Oleh : Germanus S. Atawuwur, Alumnus STFK Ledalero
Pkh.1:2; 2:21-23; Kol. 3:1-5:9-11; Luk. 12:13-21
WARTA-NUSANTARA.COM-Bapa, ibu, saudara, saudari yang terkasih, Pengkotbah pada hari ini mengingatkan kita, bahwa segala sesuatu “sia-sia belaka” (ay. 1:2). Tersebut segala sesuatu itu antara lain, harta duniawi dan ketenaran serta nama besar ada masanya. Kekayaan dan kepandaian itu ada batasnya. Kecantikan dan kecakapan ada umurnya, Semuanya ada batasan waktunya. Semua tak bertahan selamanya. Karena itu semuanya fana.
Sekalipun kita sadar bahwa segala yang tersebutkan di atas adalah hal-hal fana, atau dalam bahasa Pengkotbah, segala sesuatu itu sia-sia belaka, tetapi dasar kita manusia. Tak pernah puas dengan apa yang ada pada kita. Maka tidak heran, selama kita hidup di dunia ini, nampaknya kita berlelah-lelah untuk mengusahakan hal-hal tersebut. Kita lalu sering mengusahakan untuk mendapatkannya dengan cara-cara yang wajar, etis dan elok, namun terkadang pula kita mengusahakan untuk mendapatkannya dengan jalan-jalan sesat: menyikat, menyikut dan mencaplok serta merampas.
Cara-cara sesat yang digunakan untuk mendapatkan, untuk mengumpulkan semua hal yang menjadi keinginan kita adalah ciri khas dari manusia yang memiliki sifat yang tamak. Dalam bahasa Yunani kata tamak diterjemahkan sebagai pleonexia secara harfiah berarti kehausan untuk memiliki lebih banyak. Saking hausnya manusia untuk mendapatkan sesuatu yang lebih itu akhirnya terkadang membuatnya tidak tahu diri, sebagaimana yang diumpamakan oleh Yesus dalam kisah seorang kaya yang bodoh.

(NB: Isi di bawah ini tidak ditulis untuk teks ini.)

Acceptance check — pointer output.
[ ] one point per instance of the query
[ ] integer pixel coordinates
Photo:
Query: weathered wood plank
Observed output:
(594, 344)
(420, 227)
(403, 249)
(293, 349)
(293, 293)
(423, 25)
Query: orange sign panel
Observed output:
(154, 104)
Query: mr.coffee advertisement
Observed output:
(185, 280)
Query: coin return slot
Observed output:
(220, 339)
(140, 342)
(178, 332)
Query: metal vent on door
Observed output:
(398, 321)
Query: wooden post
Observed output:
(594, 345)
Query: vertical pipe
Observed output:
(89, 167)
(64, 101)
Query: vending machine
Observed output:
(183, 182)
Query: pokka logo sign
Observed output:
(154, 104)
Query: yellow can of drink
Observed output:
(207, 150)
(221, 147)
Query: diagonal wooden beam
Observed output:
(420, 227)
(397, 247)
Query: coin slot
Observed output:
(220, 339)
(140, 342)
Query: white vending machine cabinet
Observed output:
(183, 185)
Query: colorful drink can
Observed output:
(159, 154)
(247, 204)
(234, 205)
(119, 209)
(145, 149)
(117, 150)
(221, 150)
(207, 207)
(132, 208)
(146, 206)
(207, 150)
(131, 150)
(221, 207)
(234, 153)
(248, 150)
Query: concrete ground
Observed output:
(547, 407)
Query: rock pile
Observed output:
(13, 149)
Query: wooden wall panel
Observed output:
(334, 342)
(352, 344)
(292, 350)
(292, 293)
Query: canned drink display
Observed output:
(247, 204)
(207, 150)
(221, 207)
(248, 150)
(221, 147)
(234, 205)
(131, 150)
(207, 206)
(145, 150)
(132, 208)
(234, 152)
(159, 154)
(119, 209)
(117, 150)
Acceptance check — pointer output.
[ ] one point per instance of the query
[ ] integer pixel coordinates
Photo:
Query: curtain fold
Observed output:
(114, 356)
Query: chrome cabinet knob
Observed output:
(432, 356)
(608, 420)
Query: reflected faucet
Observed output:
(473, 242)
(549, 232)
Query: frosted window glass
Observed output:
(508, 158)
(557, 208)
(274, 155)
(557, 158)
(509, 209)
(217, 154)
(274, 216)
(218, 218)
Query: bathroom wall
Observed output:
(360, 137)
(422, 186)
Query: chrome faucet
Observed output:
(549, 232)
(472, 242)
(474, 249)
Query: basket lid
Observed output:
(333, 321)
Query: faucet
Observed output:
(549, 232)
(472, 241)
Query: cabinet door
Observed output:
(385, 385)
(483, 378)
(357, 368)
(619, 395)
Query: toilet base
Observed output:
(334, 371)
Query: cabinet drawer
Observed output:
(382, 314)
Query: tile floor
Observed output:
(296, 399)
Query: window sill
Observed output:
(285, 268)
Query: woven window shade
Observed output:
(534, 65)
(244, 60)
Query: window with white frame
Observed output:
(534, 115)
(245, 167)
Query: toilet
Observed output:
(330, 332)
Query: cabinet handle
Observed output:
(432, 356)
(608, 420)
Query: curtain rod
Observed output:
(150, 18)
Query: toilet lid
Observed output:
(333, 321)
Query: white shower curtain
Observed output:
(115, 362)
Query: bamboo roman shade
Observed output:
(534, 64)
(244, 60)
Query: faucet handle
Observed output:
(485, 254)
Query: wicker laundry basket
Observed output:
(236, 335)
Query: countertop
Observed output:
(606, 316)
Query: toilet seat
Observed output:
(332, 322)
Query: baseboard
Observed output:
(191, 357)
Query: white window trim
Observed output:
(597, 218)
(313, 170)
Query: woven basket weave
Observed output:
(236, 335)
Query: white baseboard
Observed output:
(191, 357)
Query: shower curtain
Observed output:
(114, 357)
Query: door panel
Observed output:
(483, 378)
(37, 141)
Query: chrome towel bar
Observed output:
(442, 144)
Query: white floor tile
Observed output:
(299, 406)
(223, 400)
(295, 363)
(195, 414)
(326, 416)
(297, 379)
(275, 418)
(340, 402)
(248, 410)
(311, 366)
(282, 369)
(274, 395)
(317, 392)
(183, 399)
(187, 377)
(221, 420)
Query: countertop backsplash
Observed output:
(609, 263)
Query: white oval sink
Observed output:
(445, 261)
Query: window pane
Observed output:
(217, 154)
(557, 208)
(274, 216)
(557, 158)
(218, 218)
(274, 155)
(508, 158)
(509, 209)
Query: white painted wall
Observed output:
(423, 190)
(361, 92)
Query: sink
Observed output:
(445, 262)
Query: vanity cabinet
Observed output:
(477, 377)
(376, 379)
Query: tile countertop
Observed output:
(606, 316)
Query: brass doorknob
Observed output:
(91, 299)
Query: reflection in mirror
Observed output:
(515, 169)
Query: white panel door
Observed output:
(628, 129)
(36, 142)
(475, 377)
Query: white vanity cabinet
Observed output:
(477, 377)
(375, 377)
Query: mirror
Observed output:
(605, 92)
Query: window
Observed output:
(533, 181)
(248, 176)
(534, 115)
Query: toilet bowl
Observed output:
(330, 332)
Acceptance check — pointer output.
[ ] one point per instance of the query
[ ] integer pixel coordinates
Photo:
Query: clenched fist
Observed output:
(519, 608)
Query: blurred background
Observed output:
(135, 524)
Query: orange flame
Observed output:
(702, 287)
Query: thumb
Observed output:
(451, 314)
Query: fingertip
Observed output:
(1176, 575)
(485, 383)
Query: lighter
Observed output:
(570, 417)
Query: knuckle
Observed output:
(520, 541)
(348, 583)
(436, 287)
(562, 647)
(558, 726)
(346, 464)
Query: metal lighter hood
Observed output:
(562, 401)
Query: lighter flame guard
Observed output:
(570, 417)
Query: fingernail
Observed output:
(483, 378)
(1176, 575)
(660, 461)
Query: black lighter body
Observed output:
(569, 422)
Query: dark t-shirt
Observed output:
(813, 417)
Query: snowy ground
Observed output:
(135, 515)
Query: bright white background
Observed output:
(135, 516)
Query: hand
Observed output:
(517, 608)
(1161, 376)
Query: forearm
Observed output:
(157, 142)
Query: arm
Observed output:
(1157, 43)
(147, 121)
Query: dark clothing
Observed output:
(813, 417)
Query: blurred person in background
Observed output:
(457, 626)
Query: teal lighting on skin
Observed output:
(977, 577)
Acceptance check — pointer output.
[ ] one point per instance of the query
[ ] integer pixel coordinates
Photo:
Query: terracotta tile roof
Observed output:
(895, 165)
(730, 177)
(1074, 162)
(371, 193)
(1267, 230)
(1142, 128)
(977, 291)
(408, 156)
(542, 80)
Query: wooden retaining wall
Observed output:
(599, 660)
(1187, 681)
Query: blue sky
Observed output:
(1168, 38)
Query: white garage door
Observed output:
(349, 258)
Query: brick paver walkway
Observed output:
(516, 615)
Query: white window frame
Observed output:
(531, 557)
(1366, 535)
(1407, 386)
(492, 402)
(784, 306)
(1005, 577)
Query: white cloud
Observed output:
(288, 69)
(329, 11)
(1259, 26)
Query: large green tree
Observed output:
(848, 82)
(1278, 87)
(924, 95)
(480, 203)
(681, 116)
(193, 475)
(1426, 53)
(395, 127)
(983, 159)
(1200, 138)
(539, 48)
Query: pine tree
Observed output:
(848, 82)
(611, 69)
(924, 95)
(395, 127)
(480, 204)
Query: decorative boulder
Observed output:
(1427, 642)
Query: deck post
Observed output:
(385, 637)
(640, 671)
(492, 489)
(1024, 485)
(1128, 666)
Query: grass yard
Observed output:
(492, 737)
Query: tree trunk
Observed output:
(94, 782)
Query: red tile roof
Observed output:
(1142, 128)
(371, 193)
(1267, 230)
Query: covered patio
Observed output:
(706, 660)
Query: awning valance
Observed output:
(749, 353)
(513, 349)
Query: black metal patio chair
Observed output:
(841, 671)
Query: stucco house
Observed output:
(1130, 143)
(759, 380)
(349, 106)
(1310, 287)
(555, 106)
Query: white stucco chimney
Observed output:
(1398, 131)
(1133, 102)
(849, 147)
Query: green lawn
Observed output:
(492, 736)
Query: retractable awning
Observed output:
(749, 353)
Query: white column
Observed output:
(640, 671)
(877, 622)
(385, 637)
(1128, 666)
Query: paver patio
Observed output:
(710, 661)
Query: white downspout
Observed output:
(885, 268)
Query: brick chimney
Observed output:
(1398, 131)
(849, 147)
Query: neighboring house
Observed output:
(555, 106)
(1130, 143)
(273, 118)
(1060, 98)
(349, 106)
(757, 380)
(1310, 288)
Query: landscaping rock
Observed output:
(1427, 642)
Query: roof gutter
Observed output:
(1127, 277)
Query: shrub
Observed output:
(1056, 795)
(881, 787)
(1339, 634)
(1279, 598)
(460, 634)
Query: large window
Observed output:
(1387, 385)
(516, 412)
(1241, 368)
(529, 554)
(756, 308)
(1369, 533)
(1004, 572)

Adalah seorang kaya nan bodoh – tanpa nama – datanglah ia kepada Yesus dan meminta Yesus untuk menjadi “hakim” atas warisan yang hendak dia bagikan dengan saudara. Dia sadar bahwa harta peninggalan orang tua, atau harta warisan yang ditinggalkan orang tua mereka, berpotensi memicu pertengkaran, perkelahian atau bahkan pembunuhan di antara mereka sebagai ahli waris. Karena itu, dia datang meminta kepada Yesus untuk menjadi “hakim” untuk memutuskan mana yang menjadi bagian dari para ahli waris itu. Dia pun berkata kepada Yesus:” Guru, katakanlah kepada saudaraku supaya ia berbagi warisan dengan aku.” Tetapi Yesus berkata kepadanya: “Saudara, siapakah yang telah mengangkat Aku menjadi hakim atau pengantara atas kamu?” Yesus memberikan jawaban sedemikian karena Yesus tahu, orang kaya itu mau memanfaatkan atau memperalat Yesus untuk kepentingan dirinya, untuk memenuhi keinginan hatinya, yakni mendapatkan harta . Mungkin saja dia berselisih dengan saudaranya itu dan dia lebih mementingkan harta warisan ketimbang persaudaraannya. Berangkat dari sikap orang kaya ini, Yesus pun menasehati murid-murid-Nya:” Berjaga-jagalah dan waspadalah terhadap segala ketamakan , sebab walaupun seorang berlimpah-limpah hartanya, hidupnya tidaklah tergantung dari pada kekayaannya itu.”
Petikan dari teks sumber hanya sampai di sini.